进化图像匹配模拟的新型适应度测量

发布于 2024-07-18 12:19:53 字数 226 浏览 6 评论 0原文

我相信很多人已经看过使用遗传算法生成与样本图像匹配的图像的演示。 你从噪声开始,逐渐地它越来越类似于目标图像,直到你得到或多或少精确的副本。

然而,我见过的所有示例都使用相当简单的逐像素比较,从而导致最终图像的“淡入”相当可预测。 我正在寻找的是更新颖的东西:一种比朴素方法更接近我们所认为的“相似”的健身指标。

我心里没有具体的结果 - 我只是在寻找比默认值更“有趣”的东西。 建议?

I'm sure many people have already seen demos of using genetic algorithms to generate an image that matches a sample image. You start off with noise, and gradually it comes to resemble the target image more and more closely, until you have a more-or-less exact duplicate.

All of the examples I've seen, however, use a fairly straightforward pixel-by-pixel comparison, resulting in a fairly predictable 'fade in' of the final image. What I'm looking for is something more novel: A fitness measure that comes closer to what we see as 'similar' than the naive approach.

I don't have a specific result in mind - I'm just looking for something more 'interesting' than the default. Suggestions?

如果你对这篇内容有疑问,欢迎到本站社区发帖提问 参与讨论,获取更多帮助,或者扫码二维码加入 Web 技术交流群。

扫码二维码加入Web技术交流群

发布评论

需要 登录 才能够评论, 你可以免费 注册 一个本站的账号。

评论(4

溺渁∝ 2024-07-25 12:19:53

我假设你正在谈论类似 Roger Alsing 的东西程序

我实现了这个版本,所以我也对其他健身功能感兴趣,尽管我是从提高性能而不是美观的角度来考虑的。 我预计由于进化过程的性质,总会有一些“淡入”的元素(尽管调整进化运算符可能会影响其外观)。

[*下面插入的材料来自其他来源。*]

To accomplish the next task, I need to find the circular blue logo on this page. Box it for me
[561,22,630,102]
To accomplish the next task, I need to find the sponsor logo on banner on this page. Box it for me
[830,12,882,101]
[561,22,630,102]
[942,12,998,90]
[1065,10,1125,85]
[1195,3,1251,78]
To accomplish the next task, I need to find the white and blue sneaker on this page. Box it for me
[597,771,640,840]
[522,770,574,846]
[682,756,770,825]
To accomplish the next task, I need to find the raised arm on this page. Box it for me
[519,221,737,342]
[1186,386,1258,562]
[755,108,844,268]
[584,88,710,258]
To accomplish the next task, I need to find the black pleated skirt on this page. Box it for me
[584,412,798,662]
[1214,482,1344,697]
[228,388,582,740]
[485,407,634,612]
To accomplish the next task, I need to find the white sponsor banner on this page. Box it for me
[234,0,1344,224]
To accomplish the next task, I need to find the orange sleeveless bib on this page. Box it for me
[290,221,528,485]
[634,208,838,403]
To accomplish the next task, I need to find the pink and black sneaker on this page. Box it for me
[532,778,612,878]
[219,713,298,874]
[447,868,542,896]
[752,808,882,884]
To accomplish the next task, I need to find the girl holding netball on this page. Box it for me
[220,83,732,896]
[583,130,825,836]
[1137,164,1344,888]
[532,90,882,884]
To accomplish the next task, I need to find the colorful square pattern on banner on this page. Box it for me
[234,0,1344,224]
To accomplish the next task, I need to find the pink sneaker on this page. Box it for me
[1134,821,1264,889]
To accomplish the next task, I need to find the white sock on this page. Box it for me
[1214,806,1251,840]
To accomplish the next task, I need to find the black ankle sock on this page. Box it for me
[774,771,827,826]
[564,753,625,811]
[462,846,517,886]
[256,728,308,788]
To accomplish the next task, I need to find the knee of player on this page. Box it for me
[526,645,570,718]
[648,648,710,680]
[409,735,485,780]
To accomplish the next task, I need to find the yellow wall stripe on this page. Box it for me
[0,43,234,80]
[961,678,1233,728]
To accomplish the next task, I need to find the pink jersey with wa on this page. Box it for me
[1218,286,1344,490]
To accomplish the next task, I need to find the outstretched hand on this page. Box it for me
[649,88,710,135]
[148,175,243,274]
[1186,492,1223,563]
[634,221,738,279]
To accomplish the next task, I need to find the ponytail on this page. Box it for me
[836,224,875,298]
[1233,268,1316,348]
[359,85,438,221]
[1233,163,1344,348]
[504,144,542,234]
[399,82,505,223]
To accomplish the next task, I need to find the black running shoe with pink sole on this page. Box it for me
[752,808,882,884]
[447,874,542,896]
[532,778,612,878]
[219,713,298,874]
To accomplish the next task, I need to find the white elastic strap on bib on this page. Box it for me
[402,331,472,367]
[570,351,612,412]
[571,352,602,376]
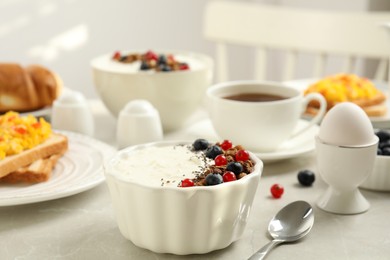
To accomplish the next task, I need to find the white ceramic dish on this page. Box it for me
[284,79,390,129]
[105,141,263,255]
[0,131,116,206]
[91,50,213,131]
[184,119,319,163]
[360,155,390,191]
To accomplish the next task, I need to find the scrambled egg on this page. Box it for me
[305,74,379,102]
[0,111,51,160]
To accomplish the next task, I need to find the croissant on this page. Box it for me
[0,63,62,113]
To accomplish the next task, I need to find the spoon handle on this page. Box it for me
[248,239,284,260]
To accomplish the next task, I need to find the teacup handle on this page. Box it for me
[291,93,327,138]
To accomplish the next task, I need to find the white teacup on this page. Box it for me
[207,80,326,152]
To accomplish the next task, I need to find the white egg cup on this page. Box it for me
[117,99,163,149]
[316,137,378,214]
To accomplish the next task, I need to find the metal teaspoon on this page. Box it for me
[248,201,314,260]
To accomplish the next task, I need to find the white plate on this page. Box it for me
[0,131,116,206]
[283,79,390,128]
[181,119,320,162]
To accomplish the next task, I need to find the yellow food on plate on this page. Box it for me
[304,74,387,116]
[0,111,52,160]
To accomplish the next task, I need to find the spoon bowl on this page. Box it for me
[249,201,314,260]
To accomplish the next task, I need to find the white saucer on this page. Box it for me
[182,119,320,162]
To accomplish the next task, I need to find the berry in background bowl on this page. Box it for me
[91,50,213,131]
[360,130,390,191]
[105,139,263,255]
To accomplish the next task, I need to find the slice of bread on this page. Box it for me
[0,154,63,183]
[0,133,68,178]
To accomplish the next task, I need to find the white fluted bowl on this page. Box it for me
[105,142,263,255]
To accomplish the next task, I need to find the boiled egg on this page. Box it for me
[318,102,377,147]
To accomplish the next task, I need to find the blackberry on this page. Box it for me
[206,173,223,186]
[205,145,223,160]
[226,162,244,175]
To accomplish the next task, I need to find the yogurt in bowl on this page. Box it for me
[104,141,263,255]
[91,50,213,131]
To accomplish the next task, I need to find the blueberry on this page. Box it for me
[379,140,390,150]
[382,147,390,156]
[298,170,316,186]
[205,145,223,160]
[206,173,223,186]
[140,61,150,70]
[157,55,167,65]
[375,130,390,143]
[192,138,209,151]
[226,162,244,175]
[159,64,171,72]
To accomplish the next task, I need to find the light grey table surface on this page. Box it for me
[0,101,390,260]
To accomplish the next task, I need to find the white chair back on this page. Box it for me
[204,1,390,81]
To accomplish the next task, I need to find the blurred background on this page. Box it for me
[0,0,390,98]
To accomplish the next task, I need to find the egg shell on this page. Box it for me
[318,102,377,147]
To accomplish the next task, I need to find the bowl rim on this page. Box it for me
[103,140,264,192]
[90,49,214,75]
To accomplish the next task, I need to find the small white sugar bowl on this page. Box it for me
[51,91,95,136]
[117,99,163,149]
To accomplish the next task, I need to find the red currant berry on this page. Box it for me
[271,184,284,199]
[236,150,249,161]
[222,171,237,182]
[214,154,227,166]
[179,63,190,70]
[112,51,121,60]
[221,140,233,151]
[181,179,195,187]
[167,54,175,62]
[145,51,158,61]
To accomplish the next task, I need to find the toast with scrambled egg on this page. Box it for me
[0,111,68,181]
[0,133,68,178]
[0,150,62,183]
[304,74,387,117]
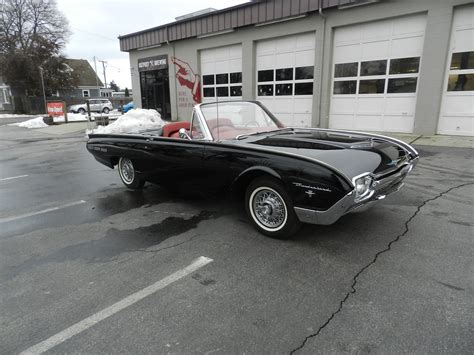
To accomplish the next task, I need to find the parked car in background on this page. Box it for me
[122,101,135,113]
[69,99,113,114]
[87,101,419,238]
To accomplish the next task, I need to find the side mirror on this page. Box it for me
[178,128,191,140]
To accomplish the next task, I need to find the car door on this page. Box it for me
[130,113,207,189]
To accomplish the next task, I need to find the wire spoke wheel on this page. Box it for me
[251,186,288,230]
[119,158,135,184]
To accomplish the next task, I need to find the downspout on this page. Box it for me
[317,5,326,128]
[166,27,179,121]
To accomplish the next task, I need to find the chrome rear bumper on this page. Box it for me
[294,159,418,225]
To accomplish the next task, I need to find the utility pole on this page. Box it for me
[99,59,107,89]
[94,56,100,97]
[38,67,48,114]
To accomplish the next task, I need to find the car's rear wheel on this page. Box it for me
[118,157,145,190]
[245,177,301,239]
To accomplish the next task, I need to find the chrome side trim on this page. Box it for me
[295,128,419,159]
[208,141,354,187]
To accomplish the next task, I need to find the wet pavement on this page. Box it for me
[0,127,474,354]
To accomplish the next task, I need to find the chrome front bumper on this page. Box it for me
[294,159,418,225]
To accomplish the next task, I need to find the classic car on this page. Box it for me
[87,101,419,239]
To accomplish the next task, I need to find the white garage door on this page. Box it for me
[329,15,426,133]
[201,44,242,102]
[438,6,474,136]
[256,32,315,127]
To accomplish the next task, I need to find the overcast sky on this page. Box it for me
[56,0,247,89]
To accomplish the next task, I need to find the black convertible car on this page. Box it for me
[87,101,419,238]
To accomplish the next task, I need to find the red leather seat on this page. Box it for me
[163,121,191,138]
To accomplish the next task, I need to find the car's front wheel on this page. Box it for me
[245,177,301,239]
[118,157,145,190]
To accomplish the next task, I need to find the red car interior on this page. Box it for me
[163,121,191,138]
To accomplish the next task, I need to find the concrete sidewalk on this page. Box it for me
[36,121,91,135]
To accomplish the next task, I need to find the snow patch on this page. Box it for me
[0,113,32,118]
[53,110,120,123]
[9,116,48,128]
[88,108,165,134]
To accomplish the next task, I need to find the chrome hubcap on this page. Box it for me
[120,158,135,184]
[252,189,286,228]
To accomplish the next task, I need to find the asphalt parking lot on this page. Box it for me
[0,126,474,354]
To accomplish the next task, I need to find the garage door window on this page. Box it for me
[334,80,357,95]
[387,78,417,94]
[334,62,359,78]
[333,57,420,95]
[257,66,314,96]
[448,52,474,91]
[390,57,420,75]
[450,52,474,70]
[360,60,387,76]
[359,79,385,94]
[202,72,242,97]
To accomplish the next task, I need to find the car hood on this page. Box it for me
[247,130,410,179]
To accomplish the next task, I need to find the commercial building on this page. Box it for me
[119,0,474,135]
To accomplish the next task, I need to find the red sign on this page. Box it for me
[47,102,64,116]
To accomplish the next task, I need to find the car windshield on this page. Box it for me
[201,102,281,140]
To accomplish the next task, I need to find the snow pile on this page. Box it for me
[53,110,120,123]
[86,108,165,134]
[0,113,31,118]
[9,117,48,128]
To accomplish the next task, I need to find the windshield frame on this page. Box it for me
[194,100,286,142]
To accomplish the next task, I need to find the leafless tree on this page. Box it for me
[0,0,74,95]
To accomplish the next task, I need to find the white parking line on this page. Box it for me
[0,200,86,223]
[0,175,29,181]
[20,256,213,355]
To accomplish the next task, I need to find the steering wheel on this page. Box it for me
[244,120,260,128]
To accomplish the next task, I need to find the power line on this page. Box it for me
[71,26,118,42]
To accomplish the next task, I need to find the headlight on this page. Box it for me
[353,174,373,201]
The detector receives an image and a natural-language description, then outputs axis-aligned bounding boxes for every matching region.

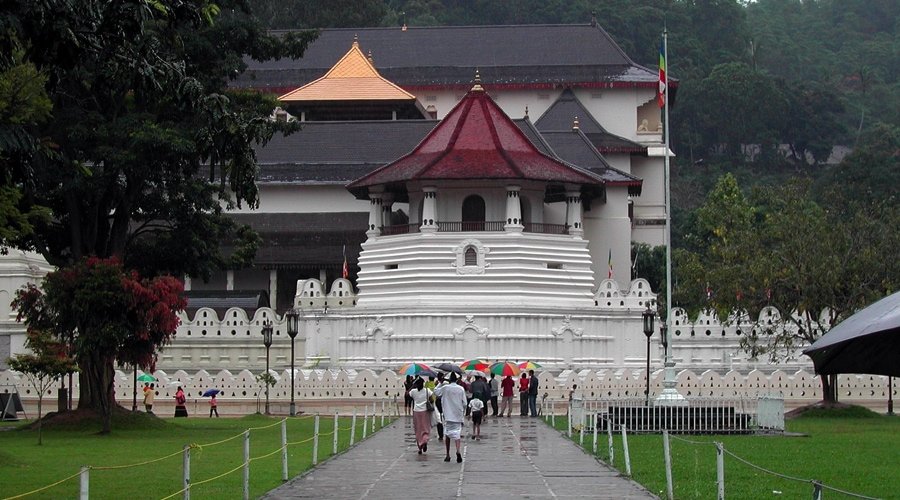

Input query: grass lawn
[544,408,900,500]
[0,414,388,499]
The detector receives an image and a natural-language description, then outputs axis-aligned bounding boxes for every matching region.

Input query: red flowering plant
[13,257,186,432]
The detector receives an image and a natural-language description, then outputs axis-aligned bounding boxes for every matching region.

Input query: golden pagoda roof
[278,40,416,102]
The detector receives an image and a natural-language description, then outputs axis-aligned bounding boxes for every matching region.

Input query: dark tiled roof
[534,89,647,153]
[542,130,643,196]
[256,119,564,185]
[229,212,369,269]
[347,85,602,198]
[235,24,658,92]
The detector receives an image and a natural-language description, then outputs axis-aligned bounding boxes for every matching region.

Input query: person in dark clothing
[528,370,540,417]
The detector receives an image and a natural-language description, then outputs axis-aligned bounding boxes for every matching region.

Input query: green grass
[544,408,900,500]
[0,415,388,500]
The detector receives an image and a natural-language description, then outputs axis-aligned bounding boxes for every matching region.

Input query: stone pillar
[269,269,278,309]
[366,193,383,238]
[419,186,437,233]
[566,191,584,238]
[503,186,525,233]
[381,193,394,230]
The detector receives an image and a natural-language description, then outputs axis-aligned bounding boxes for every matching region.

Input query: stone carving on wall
[550,314,584,337]
[453,315,490,337]
[366,316,394,338]
[450,239,491,274]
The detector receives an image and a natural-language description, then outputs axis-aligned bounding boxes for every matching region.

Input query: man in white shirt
[434,373,466,463]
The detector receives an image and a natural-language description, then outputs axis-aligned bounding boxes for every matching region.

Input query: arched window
[462,194,485,231]
[465,246,478,266]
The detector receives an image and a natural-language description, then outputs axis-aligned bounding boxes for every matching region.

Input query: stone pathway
[263,417,657,500]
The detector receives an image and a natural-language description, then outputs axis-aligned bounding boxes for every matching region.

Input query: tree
[9,329,77,445]
[676,176,900,401]
[13,258,186,433]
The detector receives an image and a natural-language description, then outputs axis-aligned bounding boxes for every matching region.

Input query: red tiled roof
[347,85,603,195]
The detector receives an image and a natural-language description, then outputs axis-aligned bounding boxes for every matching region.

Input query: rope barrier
[669,434,716,446]
[247,418,287,431]
[3,471,81,500]
[722,448,878,500]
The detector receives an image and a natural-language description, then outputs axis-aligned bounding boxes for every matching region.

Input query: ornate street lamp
[641,302,654,406]
[284,309,300,417]
[263,320,272,415]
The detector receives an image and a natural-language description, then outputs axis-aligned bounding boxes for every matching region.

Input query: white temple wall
[583,186,631,286]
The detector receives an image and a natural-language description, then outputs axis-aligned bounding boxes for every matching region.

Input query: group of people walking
[404,370,540,462]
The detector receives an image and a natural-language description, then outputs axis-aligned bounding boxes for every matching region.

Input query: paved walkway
[263,417,657,500]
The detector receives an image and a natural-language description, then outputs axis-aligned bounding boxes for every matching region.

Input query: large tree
[13,257,185,432]
[677,176,900,401]
[0,0,315,424]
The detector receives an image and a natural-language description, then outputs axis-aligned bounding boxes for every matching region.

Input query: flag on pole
[606,248,612,279]
[656,38,669,108]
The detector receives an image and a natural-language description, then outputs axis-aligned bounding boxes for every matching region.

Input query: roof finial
[472,68,484,92]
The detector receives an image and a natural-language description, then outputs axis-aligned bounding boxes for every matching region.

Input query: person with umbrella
[144,383,156,413]
[409,377,434,455]
[435,373,466,463]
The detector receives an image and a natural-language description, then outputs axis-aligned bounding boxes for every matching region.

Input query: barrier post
[350,408,356,446]
[313,414,319,465]
[578,413,584,448]
[78,465,91,500]
[331,412,338,455]
[181,444,191,500]
[281,420,287,483]
[716,443,725,500]
[663,431,675,500]
[244,429,250,500]
[606,419,616,467]
[363,405,369,439]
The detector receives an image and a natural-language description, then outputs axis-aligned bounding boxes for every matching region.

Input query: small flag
[656,38,669,108]
[606,248,612,279]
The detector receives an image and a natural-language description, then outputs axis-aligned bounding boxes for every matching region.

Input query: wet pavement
[263,417,657,500]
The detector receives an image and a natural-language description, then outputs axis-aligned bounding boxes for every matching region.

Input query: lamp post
[641,302,653,406]
[263,320,272,415]
[284,309,300,417]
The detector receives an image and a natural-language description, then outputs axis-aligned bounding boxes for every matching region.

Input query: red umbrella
[491,361,522,377]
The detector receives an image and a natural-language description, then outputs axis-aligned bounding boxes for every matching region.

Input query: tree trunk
[78,353,115,434]
[819,375,838,403]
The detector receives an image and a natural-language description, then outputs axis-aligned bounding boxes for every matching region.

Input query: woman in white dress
[409,378,434,455]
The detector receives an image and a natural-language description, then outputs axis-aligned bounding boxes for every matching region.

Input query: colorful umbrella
[434,363,463,375]
[519,361,541,371]
[399,363,435,377]
[491,361,522,377]
[459,359,491,372]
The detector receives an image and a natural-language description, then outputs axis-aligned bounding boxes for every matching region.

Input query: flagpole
[656,28,685,405]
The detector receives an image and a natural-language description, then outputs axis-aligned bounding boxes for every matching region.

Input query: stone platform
[263,417,657,500]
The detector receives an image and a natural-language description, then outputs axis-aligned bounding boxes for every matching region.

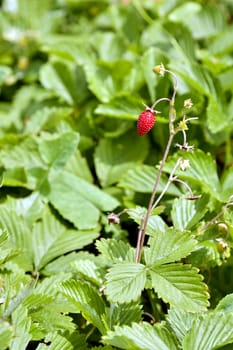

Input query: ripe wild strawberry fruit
[137,107,156,136]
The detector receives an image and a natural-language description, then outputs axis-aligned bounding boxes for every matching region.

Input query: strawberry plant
[0,0,233,350]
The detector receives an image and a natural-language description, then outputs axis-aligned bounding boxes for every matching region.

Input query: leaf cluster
[0,0,233,350]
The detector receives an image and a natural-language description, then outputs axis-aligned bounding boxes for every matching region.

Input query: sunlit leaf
[150,264,208,312]
[106,263,146,303]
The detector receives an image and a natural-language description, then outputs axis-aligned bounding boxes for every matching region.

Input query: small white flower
[184,98,193,109]
[179,158,190,171]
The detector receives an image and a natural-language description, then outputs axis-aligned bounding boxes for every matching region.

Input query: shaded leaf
[48,171,118,229]
[39,132,79,169]
[183,312,233,350]
[150,264,208,312]
[96,238,135,263]
[94,134,148,187]
[119,164,181,196]
[32,209,99,270]
[60,280,105,334]
[145,229,197,266]
[171,196,208,231]
[103,322,178,350]
[164,150,221,200]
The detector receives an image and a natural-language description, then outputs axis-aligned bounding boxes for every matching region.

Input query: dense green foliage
[0,0,233,350]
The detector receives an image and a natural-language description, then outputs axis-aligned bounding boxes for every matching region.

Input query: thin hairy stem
[135,132,174,262]
[151,160,180,210]
[135,69,178,263]
[201,202,233,231]
[173,178,194,198]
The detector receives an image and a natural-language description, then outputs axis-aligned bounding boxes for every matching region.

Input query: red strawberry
[137,107,156,136]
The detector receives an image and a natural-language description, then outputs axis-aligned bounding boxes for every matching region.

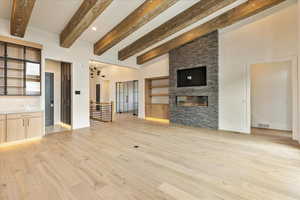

除了小图像之外,逐像素比较的成本可能很高。 例如,我使用的 200x200 像素图像有 40,000 个像素。 如果每个像素有三个值(R、G 和 B),则必须将 120,000 个值合并到单个图像的适合度计算中。 在我的实现中,我在进行比较之前缩小图像,以便减少像素。 代价是进化图像的准确性略有降低。

在研究替代健身功能时,我遇到了一些使用 YUV 色彩空间 而不是 RGB 的建议,因为这更符合人类的认知。

我的另一个想法是仅比较随机选择的像素样本。 如果不尝试的话,我不确定这会有多好。 由于每次评估所比较的像素都会不同,因此它将具有保持群体内多样性的效果。

除此之外,您还处于计算机视觉领域。 我预计这些依赖于特征提取的技术每张图像的成本会更高,但如果它们导致需要更少的代数来实现可接受的结果,那么它们总体上可能会更快。 您可能想要研究 PerceptualDiff 库。 另外,此页面显示了一些 Java可用于根据特征而不是像素来比较图像相似性的代码。

I assume you're talking about something like Roger Alsing's program.

I implemented a version of this, so I'm also interested in alternative fitness functions, though I'm coming at it from the perspective of improving performance rather than aesthetics. I expect there will always be some element of "fade-in" due to the nature of the evolutionary process (though tweaking the evolutionary operators may affect how this looks).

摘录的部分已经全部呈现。